…ты возвращаешься в дом, построенный твоими собственными руками целиком – от фундамента до конька крыши. Время позднее, в теле плещется мутный раствор усталости. Но труды, вызвавшие эту усталость, закончены, о них не надо больше думать. Они остались там, позади. А впереди – хорошо знакомая дверь, прочная, резная, тёплая даже на вид. Но нет нужды доставать ключ или произносить отпирающее заклятье. Довольно тихо постучать по косяку, полной грудью впивая аромат дома. За дверью раздадутся знакомые лёгкие шаги, чуть более быстрые, чем обычно, и момент, когда засов уже отодвинут в сторону, а сама дверь только-только начинает раскрываться тебе навстречу – это фарлэй.

…ты вышел в финал состязаний лучников.
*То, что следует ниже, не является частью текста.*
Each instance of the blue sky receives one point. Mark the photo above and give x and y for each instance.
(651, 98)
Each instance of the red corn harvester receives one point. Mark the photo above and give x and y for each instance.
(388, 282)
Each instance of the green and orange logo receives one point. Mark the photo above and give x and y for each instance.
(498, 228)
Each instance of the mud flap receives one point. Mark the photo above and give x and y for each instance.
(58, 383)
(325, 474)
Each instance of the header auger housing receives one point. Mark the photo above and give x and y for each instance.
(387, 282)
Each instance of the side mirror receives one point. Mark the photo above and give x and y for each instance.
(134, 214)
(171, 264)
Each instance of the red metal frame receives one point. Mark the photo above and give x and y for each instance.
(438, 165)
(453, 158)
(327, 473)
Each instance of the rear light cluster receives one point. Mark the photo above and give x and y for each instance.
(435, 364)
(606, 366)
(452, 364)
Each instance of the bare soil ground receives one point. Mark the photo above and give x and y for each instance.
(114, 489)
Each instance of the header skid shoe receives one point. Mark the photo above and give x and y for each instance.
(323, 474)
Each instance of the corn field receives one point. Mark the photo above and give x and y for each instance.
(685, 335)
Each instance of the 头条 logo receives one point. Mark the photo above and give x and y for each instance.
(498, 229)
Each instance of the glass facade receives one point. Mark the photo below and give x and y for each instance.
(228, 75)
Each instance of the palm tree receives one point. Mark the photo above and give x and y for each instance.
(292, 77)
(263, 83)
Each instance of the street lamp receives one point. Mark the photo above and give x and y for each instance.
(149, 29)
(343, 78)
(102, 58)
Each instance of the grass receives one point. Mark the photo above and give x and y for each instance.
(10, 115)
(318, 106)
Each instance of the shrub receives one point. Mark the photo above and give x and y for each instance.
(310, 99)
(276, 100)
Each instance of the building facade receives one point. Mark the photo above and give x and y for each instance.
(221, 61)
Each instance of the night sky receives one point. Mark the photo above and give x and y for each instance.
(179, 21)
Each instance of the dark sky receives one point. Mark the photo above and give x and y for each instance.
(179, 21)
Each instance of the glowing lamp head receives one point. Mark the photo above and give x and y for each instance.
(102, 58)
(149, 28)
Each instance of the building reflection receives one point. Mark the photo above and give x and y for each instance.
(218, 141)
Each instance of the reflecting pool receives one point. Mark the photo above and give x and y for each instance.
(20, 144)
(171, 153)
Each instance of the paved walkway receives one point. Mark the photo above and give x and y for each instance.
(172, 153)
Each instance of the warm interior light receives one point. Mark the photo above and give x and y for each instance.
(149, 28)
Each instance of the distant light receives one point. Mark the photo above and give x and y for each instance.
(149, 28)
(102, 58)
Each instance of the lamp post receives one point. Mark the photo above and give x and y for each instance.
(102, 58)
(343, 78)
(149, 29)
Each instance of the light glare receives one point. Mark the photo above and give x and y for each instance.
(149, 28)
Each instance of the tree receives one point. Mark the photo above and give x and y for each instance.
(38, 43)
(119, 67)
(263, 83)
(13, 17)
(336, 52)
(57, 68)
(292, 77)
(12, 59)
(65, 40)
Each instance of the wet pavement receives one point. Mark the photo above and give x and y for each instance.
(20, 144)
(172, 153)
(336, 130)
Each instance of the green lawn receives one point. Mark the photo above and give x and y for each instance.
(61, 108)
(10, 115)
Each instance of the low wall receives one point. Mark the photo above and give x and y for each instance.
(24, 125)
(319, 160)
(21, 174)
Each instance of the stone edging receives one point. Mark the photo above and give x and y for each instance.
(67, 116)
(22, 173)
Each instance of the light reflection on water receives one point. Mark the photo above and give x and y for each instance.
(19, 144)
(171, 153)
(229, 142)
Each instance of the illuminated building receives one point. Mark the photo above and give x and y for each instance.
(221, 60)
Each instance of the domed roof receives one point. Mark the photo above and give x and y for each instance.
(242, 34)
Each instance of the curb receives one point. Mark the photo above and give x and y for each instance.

Обойдя множество сильных соперников, ты теперь должен состязаться с сильнейшим. Уверенность в себе крепка, и рука не дрожит, но всё же это – финал! Ты ревниво следишь за полётом чужой стрелы на огромное, на грани возможного, расстояние; полёт завершается всего за полторы ладони от центра мишени. И вот судья выкликает твоё имя. Ты выходишь к рубежу для последнего выстрела. Достаёшь стрелу. Натягиваешь до певучего звона многожильную тетиву. Отпускаешь. Момент, когда мишень ещё не поражена, но ты уже видишь безошибочным внутренним оком свою стрелу в одной ладони от центра – это фарлэй.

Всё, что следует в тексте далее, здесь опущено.